I say nothing, assuming that he will reveal more and he doesn't disappoint.
"We would like to offer you a place in the Witness Protection Program based on your obvious qualifications as an out of the box thinker." He says making the words automatically capital where appropriate.
"If I say no, does that mean I spend the rest of my life deep in some hole in the ground otherwise?" I ask
"We will have to see what happens, in the event you decline, but I really don't think you want to do that." He replies.
"Would I be in some Eureka type secret town if I agree?" I say assuming he will get the reference.
"Something like that yes." Is his answer with a clear grin barely suppressed.
"Fine. Send me to your dumb town." I respond with a wide grin on my own face this time.

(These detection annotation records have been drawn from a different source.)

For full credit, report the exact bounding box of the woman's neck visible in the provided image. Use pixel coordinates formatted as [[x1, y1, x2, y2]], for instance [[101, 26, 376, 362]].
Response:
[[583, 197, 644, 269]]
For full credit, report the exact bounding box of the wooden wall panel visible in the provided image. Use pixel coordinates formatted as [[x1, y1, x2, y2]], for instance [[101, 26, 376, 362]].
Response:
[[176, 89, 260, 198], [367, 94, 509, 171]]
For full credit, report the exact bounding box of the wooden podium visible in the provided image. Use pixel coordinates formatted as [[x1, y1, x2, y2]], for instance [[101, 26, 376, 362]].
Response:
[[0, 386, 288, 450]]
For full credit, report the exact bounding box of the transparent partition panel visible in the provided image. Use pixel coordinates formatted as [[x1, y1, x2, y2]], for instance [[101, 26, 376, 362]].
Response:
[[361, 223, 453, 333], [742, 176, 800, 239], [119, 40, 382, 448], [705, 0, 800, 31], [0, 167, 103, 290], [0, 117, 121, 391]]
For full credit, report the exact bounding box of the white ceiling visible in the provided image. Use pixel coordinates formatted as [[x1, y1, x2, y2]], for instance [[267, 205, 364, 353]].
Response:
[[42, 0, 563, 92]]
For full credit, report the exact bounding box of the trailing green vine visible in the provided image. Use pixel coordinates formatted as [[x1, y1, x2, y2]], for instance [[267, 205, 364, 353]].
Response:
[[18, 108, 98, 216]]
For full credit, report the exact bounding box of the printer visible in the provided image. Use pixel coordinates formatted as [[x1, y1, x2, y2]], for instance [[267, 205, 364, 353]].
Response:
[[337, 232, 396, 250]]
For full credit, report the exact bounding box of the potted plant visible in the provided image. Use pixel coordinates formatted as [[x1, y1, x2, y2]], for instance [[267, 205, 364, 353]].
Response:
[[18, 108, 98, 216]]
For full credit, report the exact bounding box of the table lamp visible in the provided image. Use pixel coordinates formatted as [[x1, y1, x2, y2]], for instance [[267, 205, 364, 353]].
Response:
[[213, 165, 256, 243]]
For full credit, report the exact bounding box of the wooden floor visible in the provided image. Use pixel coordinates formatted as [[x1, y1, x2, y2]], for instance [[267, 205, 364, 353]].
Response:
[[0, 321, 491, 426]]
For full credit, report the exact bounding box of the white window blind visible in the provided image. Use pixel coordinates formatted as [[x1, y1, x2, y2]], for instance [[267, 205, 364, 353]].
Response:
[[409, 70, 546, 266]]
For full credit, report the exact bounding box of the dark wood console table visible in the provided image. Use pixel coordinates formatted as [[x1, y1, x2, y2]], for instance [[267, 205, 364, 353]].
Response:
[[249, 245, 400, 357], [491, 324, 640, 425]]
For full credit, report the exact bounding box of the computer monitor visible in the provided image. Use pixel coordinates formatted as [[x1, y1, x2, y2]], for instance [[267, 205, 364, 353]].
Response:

He sits there for nearly twenty seconds and finally must have decided against asking why I chose that word before going on:
"We should have grabbed you right out of high school. You clearly have a great imagination, but need to learn how to keep some of the ideas to yourself."
I laughed at this since I had made a wild guess as to where I might end up, but had no idea it was actually being used.
Ten hours later I found myself entering the mine shaft leading to the latest and greatest Deep Underground Military Base excavated miles underneath the Nevada desert.
"This is going to be awesome." I say to myself as the elevator car starts down at a rate fast enough to make me light enough to nearly float up to the ceiling.